Matching questions can take all shapes and sizes and methods and there's not a specific Matching Question option. However, there are several good ways to do matching questions with ALL In Learning:
- Short Answer questions (See Short Answer Questions section above).
- Multiple Choice by using up to MC12 (A-L) and grading the questions manually or with Engage & Learn. (See Multiple Choice section above for more information.
- Multiple Choice 5 (MC5) by altering the questions so that they can fit into an MC4 or MC5 framework to be easily scanned or answered with clickers.
To change question weighting, and how Rubrics affect question weighting, please see our help desk article on this subject.
Almost any question type can be used for a survey - multiple choice options, short answers, true-false, etc. What matters most is how you will be grading them, that you get usable reports, and if you want the data to be anonymous.
Of course to build any assessment in ALL In Learning, whether it's a Quick Key or a full test with questions displayed to the participants, you'll have to designate "correct answers," but the correct answers can be disregarded when analyzing the survey results later. You can use bubble sheets, clickers, or Engage & Learn on student devices to grade survey assessments. Many teachers do small surveys regularly during class discussions using clickers On-the-Fly.

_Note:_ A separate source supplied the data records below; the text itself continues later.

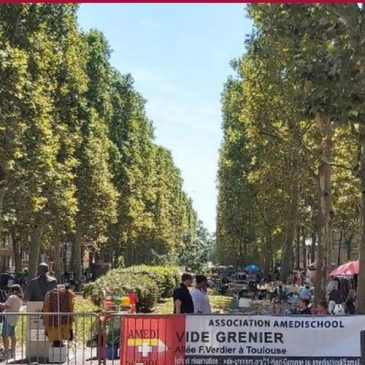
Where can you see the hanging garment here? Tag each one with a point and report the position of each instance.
(59, 327)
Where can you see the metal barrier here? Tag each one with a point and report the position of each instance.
(61, 338)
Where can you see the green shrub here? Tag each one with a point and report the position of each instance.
(149, 282)
(166, 277)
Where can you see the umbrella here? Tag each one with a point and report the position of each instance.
(252, 269)
(348, 269)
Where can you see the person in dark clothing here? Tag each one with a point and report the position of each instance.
(41, 284)
(303, 306)
(350, 302)
(322, 308)
(183, 302)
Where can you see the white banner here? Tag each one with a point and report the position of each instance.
(287, 336)
(242, 340)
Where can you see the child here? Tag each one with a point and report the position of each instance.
(12, 305)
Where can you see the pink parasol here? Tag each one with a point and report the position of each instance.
(348, 269)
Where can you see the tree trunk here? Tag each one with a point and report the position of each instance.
(289, 233)
(16, 252)
(349, 246)
(35, 245)
(57, 260)
(303, 250)
(339, 247)
(360, 304)
(77, 257)
(324, 174)
(297, 249)
(313, 247)
(2, 196)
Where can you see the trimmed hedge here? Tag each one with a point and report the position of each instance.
(151, 283)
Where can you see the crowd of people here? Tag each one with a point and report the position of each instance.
(296, 296)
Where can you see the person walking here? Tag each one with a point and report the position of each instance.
(322, 308)
(350, 302)
(183, 302)
(12, 305)
(200, 296)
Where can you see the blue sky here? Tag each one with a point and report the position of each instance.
(179, 56)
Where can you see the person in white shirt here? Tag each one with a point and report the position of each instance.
(200, 295)
(12, 305)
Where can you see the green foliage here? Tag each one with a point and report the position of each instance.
(78, 160)
(149, 282)
(289, 119)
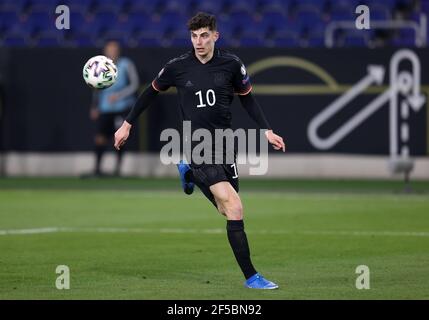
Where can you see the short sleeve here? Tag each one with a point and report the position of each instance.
(241, 80)
(165, 78)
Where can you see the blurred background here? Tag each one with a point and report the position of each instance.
(302, 56)
(351, 104)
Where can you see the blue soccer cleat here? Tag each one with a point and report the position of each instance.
(257, 281)
(188, 187)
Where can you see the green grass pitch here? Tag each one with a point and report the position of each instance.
(144, 239)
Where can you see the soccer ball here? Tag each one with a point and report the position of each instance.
(100, 72)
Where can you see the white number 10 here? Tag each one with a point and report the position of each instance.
(210, 98)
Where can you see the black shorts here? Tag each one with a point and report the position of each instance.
(206, 175)
(108, 123)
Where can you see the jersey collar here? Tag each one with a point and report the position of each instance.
(215, 54)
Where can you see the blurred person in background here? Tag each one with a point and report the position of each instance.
(111, 105)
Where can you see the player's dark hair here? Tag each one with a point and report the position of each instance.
(202, 20)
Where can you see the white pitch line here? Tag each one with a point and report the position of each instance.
(209, 231)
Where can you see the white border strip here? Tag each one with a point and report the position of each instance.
(208, 231)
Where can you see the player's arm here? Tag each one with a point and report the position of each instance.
(164, 80)
(143, 102)
(93, 111)
(255, 111)
(133, 83)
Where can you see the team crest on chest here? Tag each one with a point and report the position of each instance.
(219, 78)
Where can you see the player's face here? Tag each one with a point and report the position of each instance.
(111, 50)
(203, 41)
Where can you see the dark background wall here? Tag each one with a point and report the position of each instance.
(46, 102)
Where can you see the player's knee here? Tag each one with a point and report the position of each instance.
(234, 210)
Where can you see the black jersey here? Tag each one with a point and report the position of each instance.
(205, 90)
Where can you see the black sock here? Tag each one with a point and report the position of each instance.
(238, 241)
(189, 176)
(99, 150)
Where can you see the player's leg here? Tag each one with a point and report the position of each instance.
(186, 177)
(229, 204)
(118, 119)
(101, 141)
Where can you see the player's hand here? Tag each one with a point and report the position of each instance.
(113, 98)
(275, 140)
(121, 135)
(93, 114)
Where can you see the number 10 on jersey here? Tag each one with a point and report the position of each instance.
(210, 98)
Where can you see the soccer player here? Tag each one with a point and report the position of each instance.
(206, 79)
(111, 105)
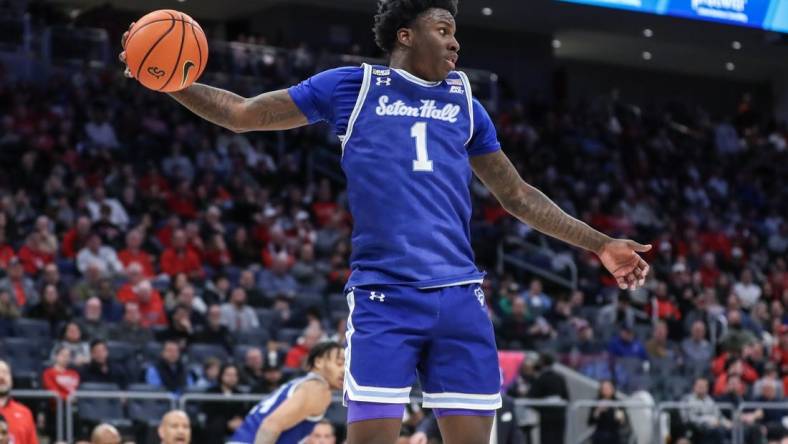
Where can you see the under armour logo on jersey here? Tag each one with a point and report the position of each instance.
(479, 295)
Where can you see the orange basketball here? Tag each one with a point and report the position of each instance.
(166, 50)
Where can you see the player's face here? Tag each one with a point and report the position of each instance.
(322, 434)
(333, 368)
(175, 429)
(434, 48)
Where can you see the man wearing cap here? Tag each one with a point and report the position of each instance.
(625, 345)
(21, 427)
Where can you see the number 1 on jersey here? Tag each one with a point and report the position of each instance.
(419, 132)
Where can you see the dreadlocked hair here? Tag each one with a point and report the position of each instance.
(395, 14)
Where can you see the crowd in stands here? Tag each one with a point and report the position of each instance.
(145, 246)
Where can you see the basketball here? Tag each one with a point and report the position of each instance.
(166, 50)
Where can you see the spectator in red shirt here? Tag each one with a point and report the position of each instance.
(133, 253)
(165, 233)
(60, 378)
(150, 303)
(780, 351)
(21, 427)
(6, 252)
(298, 353)
(76, 237)
(709, 272)
(180, 259)
(34, 255)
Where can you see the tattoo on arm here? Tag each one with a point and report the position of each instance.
(265, 436)
(530, 205)
(269, 111)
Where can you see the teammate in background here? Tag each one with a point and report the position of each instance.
(21, 427)
(105, 434)
(290, 414)
(323, 433)
(412, 135)
(175, 428)
(5, 436)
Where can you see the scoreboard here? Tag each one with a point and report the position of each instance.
(770, 15)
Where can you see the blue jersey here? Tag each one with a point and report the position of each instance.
(246, 433)
(406, 144)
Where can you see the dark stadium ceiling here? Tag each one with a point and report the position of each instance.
(585, 33)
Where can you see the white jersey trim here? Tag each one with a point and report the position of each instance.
(351, 302)
(419, 81)
(453, 284)
(469, 95)
(362, 97)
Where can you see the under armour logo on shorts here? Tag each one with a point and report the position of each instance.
(479, 295)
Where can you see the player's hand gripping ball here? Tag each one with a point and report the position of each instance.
(165, 50)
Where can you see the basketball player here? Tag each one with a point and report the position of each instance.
(412, 134)
(289, 415)
(105, 434)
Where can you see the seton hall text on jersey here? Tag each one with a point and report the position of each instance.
(427, 110)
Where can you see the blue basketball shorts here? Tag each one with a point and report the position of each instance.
(442, 335)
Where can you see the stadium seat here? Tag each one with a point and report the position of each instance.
(663, 367)
(677, 386)
(254, 336)
(151, 352)
(266, 317)
(198, 353)
(288, 335)
(239, 353)
(310, 300)
(337, 301)
(97, 410)
(24, 354)
(32, 328)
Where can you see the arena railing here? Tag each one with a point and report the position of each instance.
(65, 414)
(738, 426)
(575, 437)
(663, 407)
(46, 395)
(120, 395)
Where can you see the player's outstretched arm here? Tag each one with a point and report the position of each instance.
(312, 398)
(267, 112)
(531, 206)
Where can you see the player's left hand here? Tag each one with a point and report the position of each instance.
(620, 257)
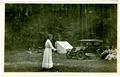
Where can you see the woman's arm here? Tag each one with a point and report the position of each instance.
(51, 46)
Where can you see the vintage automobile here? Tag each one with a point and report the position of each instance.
(86, 46)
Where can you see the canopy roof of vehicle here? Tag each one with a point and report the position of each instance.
(90, 40)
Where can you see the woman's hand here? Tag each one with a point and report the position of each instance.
(55, 49)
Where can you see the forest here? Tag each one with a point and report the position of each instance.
(26, 25)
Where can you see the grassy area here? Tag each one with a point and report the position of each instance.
(21, 61)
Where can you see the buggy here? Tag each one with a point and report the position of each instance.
(93, 46)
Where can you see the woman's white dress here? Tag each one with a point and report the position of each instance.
(47, 56)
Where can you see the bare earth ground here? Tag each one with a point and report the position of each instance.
(21, 61)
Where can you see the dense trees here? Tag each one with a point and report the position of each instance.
(27, 24)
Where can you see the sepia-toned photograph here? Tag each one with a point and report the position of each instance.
(60, 38)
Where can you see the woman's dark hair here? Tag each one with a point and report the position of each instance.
(49, 36)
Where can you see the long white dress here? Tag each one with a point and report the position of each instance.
(47, 56)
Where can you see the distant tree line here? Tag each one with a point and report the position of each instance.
(26, 25)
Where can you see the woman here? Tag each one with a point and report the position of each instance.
(47, 56)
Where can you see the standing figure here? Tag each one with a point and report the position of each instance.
(47, 55)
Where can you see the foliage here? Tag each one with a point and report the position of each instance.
(26, 25)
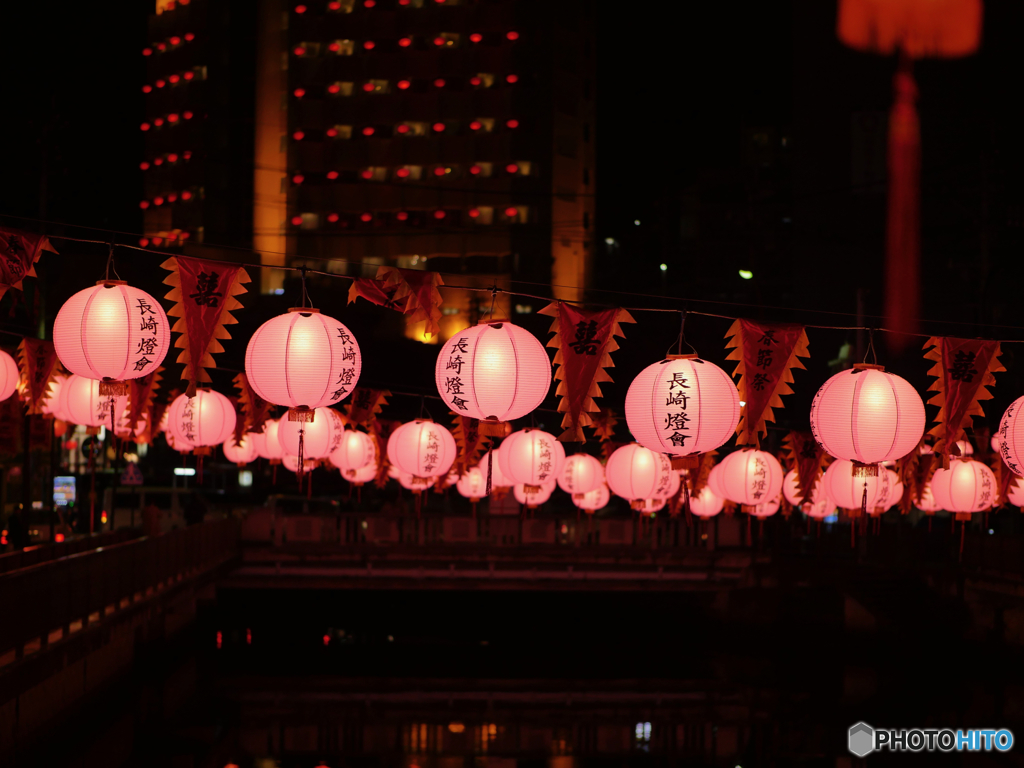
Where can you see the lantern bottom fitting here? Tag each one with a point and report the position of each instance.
(113, 388)
(865, 470)
(301, 413)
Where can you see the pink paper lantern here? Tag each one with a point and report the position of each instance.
(422, 449)
(82, 403)
(751, 477)
(1011, 437)
(492, 461)
(112, 332)
(581, 474)
(636, 473)
(303, 360)
(241, 453)
(473, 484)
(594, 500)
(360, 476)
(532, 496)
(493, 372)
(706, 503)
(847, 489)
(531, 457)
(866, 415)
(266, 442)
(968, 485)
(682, 406)
(203, 421)
(318, 437)
(355, 451)
(8, 376)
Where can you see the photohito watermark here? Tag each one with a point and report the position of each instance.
(863, 739)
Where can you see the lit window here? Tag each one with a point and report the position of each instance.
(446, 40)
(342, 47)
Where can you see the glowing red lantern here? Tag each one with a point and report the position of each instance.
(867, 416)
(82, 402)
(8, 376)
(682, 406)
(241, 453)
(581, 474)
(636, 473)
(112, 332)
(355, 451)
(967, 486)
(531, 457)
(201, 422)
(493, 372)
(706, 503)
(422, 449)
(303, 360)
(751, 477)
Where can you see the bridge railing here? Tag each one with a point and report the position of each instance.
(47, 601)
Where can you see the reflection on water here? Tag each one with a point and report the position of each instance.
(541, 680)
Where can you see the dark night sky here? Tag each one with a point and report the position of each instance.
(681, 89)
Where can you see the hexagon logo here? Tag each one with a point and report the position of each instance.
(861, 739)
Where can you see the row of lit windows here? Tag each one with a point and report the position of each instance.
(345, 47)
(417, 172)
(175, 78)
(482, 215)
(171, 43)
(170, 158)
(407, 129)
(347, 88)
(171, 119)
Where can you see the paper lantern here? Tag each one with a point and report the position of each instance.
(112, 332)
(532, 496)
(1011, 437)
(201, 422)
(867, 416)
(706, 503)
(492, 462)
(241, 453)
(8, 376)
(851, 491)
(594, 500)
(82, 402)
(765, 509)
(266, 442)
(303, 360)
(581, 474)
(318, 437)
(423, 449)
(493, 372)
(967, 486)
(355, 451)
(682, 406)
(291, 463)
(361, 475)
(531, 457)
(750, 477)
(636, 473)
(473, 484)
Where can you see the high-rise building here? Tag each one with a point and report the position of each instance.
(451, 135)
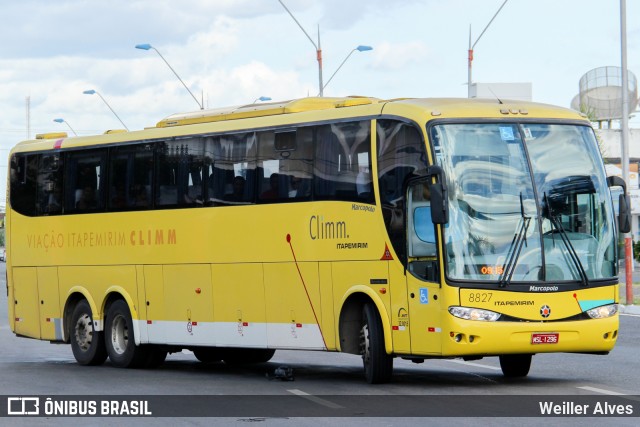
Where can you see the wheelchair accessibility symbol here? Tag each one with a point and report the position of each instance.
(424, 296)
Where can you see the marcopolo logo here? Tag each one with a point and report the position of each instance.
(534, 288)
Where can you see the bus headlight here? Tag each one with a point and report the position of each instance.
(468, 313)
(603, 311)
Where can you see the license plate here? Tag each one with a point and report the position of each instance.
(545, 338)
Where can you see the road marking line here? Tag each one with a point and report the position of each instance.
(315, 399)
(478, 365)
(602, 391)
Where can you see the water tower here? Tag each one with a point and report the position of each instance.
(600, 94)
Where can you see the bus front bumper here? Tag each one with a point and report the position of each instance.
(483, 338)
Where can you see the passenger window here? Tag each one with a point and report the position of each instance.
(50, 190)
(84, 189)
(131, 171)
(181, 164)
(343, 162)
(231, 169)
(285, 165)
(23, 183)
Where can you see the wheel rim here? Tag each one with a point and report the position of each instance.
(84, 332)
(119, 334)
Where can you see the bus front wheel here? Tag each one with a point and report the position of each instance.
(121, 347)
(378, 365)
(515, 365)
(87, 344)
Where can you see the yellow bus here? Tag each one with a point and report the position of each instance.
(410, 228)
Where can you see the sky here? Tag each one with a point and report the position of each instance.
(231, 52)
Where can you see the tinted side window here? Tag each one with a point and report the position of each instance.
(181, 164)
(84, 178)
(50, 186)
(285, 165)
(231, 177)
(23, 172)
(343, 162)
(130, 172)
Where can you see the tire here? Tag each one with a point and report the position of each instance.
(119, 339)
(245, 356)
(208, 355)
(87, 344)
(515, 365)
(378, 365)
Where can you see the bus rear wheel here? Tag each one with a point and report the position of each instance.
(87, 344)
(121, 347)
(515, 365)
(378, 365)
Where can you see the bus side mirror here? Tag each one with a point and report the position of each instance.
(439, 207)
(624, 204)
(624, 214)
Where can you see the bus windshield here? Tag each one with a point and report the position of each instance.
(527, 203)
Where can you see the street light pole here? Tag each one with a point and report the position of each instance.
(92, 92)
(624, 139)
(360, 48)
(316, 46)
(472, 46)
(67, 123)
(147, 46)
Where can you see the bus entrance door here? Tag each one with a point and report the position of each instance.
(424, 312)
(422, 273)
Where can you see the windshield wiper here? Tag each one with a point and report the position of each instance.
(519, 238)
(567, 242)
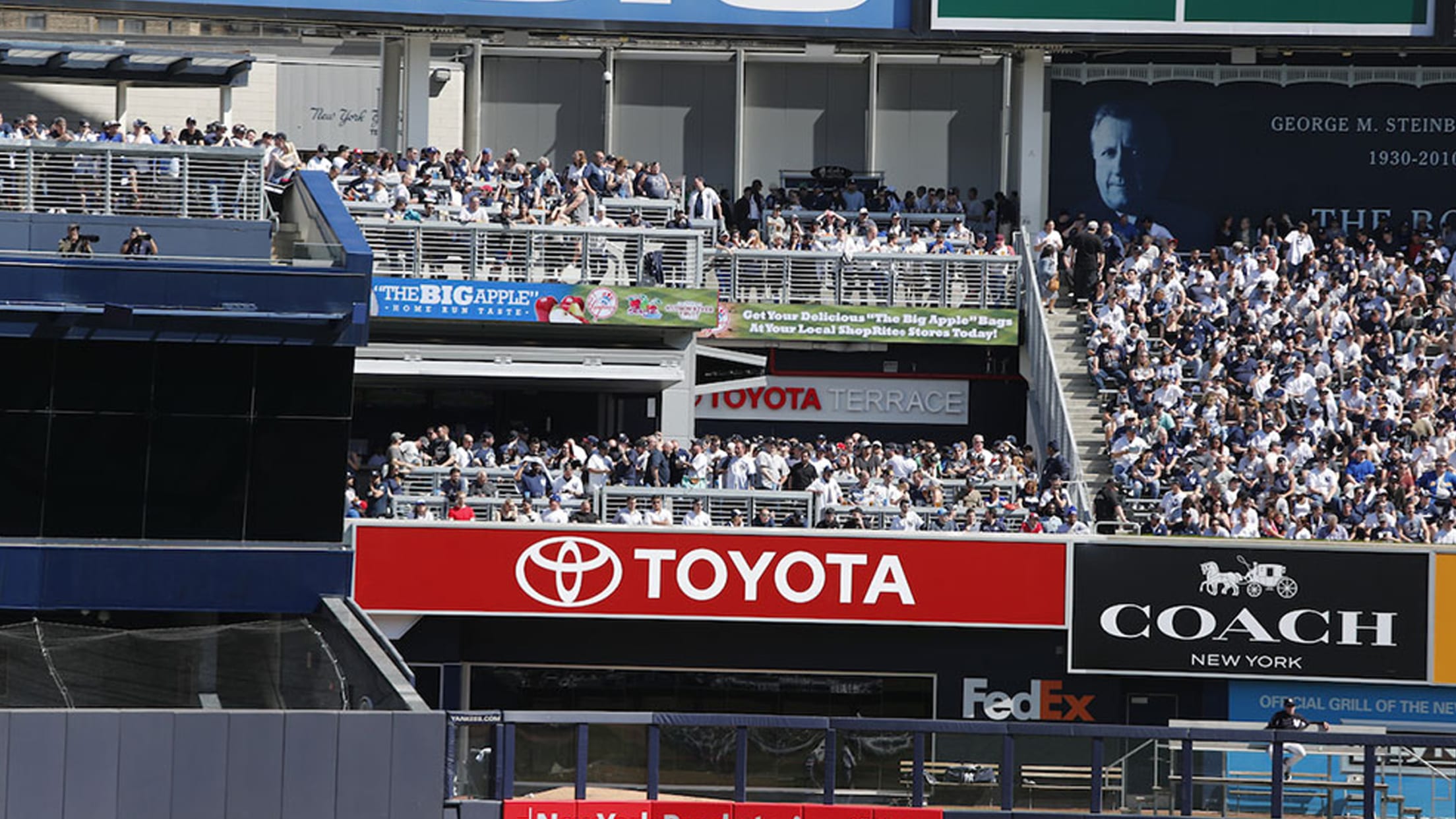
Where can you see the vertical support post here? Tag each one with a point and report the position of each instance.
(654, 760)
(918, 773)
(739, 127)
(583, 733)
(473, 75)
(1008, 773)
(1031, 135)
(390, 94)
(830, 764)
(118, 108)
(1186, 777)
(1277, 780)
(872, 115)
(500, 762)
(1004, 179)
(740, 767)
(415, 127)
(225, 107)
(1369, 781)
(609, 98)
(508, 762)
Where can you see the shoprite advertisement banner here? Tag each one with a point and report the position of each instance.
(571, 305)
(1228, 611)
(851, 322)
(706, 574)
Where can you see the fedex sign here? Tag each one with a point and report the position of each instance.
(1043, 702)
(706, 574)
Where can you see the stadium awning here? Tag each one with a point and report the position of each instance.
(76, 61)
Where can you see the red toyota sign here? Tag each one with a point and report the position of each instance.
(708, 574)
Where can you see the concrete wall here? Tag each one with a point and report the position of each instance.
(940, 126)
(222, 764)
(218, 238)
(543, 107)
(800, 117)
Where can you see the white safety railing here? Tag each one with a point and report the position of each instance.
(804, 277)
(572, 255)
(129, 179)
(1045, 396)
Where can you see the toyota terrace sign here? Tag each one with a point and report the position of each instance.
(1190, 611)
(714, 574)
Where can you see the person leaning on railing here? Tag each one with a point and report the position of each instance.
(76, 244)
(138, 244)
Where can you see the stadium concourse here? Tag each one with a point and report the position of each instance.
(1289, 382)
(857, 483)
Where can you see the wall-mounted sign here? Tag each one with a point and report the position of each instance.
(852, 322)
(1235, 613)
(841, 400)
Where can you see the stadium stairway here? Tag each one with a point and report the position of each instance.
(1069, 348)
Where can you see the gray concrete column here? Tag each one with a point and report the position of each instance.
(739, 127)
(390, 96)
(872, 115)
(473, 71)
(1031, 136)
(415, 127)
(609, 100)
(676, 414)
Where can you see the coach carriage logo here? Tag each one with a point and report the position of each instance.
(577, 572)
(1256, 579)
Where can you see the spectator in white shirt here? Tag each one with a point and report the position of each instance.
(555, 515)
(629, 515)
(659, 516)
(698, 516)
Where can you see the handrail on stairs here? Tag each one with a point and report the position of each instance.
(1046, 401)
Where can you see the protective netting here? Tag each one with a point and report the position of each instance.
(276, 663)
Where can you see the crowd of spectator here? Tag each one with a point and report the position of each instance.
(1292, 380)
(964, 486)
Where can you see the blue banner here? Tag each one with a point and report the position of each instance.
(828, 13)
(1346, 703)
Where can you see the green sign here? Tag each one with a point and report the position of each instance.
(883, 325)
(1293, 18)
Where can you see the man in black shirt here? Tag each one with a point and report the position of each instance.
(1292, 720)
(1087, 261)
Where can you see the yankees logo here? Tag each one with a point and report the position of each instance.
(576, 572)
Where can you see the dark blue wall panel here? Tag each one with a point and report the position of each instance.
(171, 579)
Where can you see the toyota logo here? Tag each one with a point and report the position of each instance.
(574, 572)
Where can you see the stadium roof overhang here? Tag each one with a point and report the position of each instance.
(83, 63)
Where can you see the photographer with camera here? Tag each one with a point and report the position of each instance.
(140, 244)
(76, 244)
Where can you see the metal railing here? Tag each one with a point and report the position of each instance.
(1045, 396)
(929, 280)
(129, 179)
(536, 253)
(903, 761)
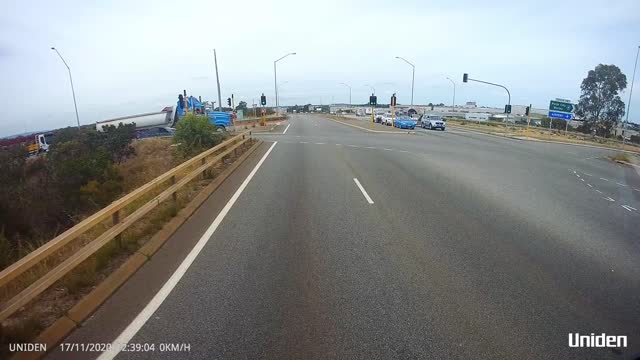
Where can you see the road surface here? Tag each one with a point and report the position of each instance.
(348, 244)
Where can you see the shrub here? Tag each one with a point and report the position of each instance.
(195, 134)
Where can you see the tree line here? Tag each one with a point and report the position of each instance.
(40, 197)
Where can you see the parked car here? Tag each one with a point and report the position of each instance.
(387, 120)
(404, 122)
(432, 122)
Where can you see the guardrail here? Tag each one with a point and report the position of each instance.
(113, 211)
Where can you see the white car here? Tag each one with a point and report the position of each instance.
(432, 122)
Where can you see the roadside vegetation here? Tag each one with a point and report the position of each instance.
(84, 171)
(43, 196)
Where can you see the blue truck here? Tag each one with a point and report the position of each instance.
(220, 119)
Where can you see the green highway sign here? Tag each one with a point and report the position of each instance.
(560, 106)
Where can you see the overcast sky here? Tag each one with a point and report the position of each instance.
(131, 57)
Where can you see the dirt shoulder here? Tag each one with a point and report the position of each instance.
(536, 134)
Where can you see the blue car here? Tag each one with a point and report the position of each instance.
(404, 123)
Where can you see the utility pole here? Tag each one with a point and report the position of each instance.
(466, 78)
(624, 124)
(413, 75)
(73, 92)
(275, 79)
(349, 92)
(453, 106)
(215, 59)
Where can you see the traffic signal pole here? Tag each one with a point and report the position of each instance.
(466, 78)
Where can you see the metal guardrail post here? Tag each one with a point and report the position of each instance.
(115, 219)
(174, 196)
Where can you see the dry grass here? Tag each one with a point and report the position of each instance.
(620, 157)
(153, 158)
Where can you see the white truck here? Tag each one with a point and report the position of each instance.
(165, 118)
(476, 116)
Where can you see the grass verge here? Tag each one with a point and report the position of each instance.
(53, 303)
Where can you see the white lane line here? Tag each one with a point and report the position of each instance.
(364, 192)
(137, 323)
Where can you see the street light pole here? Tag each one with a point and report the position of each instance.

You also need "students" for the data to be collected and stored. If you don't mind the records being associated with identifiable students' data in ALL In Learning, you can use your normal class rosters or even build a roster of existing students. Note that because very large rosters may slow down performance, we recommend they be kept at 50 students or less.
If you want the records to be truly anonymous, you may need to create anonymous student records such as "Student 14532" and build rosters of them (this may require admin assistance if there are limitations on teachers creating or editing student records which could affect all users at your campus). Note that almost all of our reports can be exported and in excel the data can be combined, manipulated, and all identifying information removed.
Please feel free to contact Support if you're trying to decide how to do a survey. We'll be glad to help you figure out what methods will work best for your situation!
Some teachers have asked us about character recognition for use in scanning short answers and essays. At this point, this as not an available grading option. For essays and other character-type questions, we recommend using Short Answer or Rubric Questions.
If you have questions about other question-type options, please let us know so we can include it here.
You can use the Convert Slide to Question feature in the editor to change a question type.
- Select the slide on the left of the screen, click the Convert Slide to Question Icon, answer Yes or Ok when asked if you approve deleting question Data. This wipes away the underlying question functionality of the slide (as well as any standards and weighting) but will leave the visible slide for display.
- Select the slide again and click the Convert Slide to Question again. This will open up the Convert Slide to Question Modal, which you can use to apply whatever underlying question functionality you would like to that slide. The appearance of the slide will not change automatically.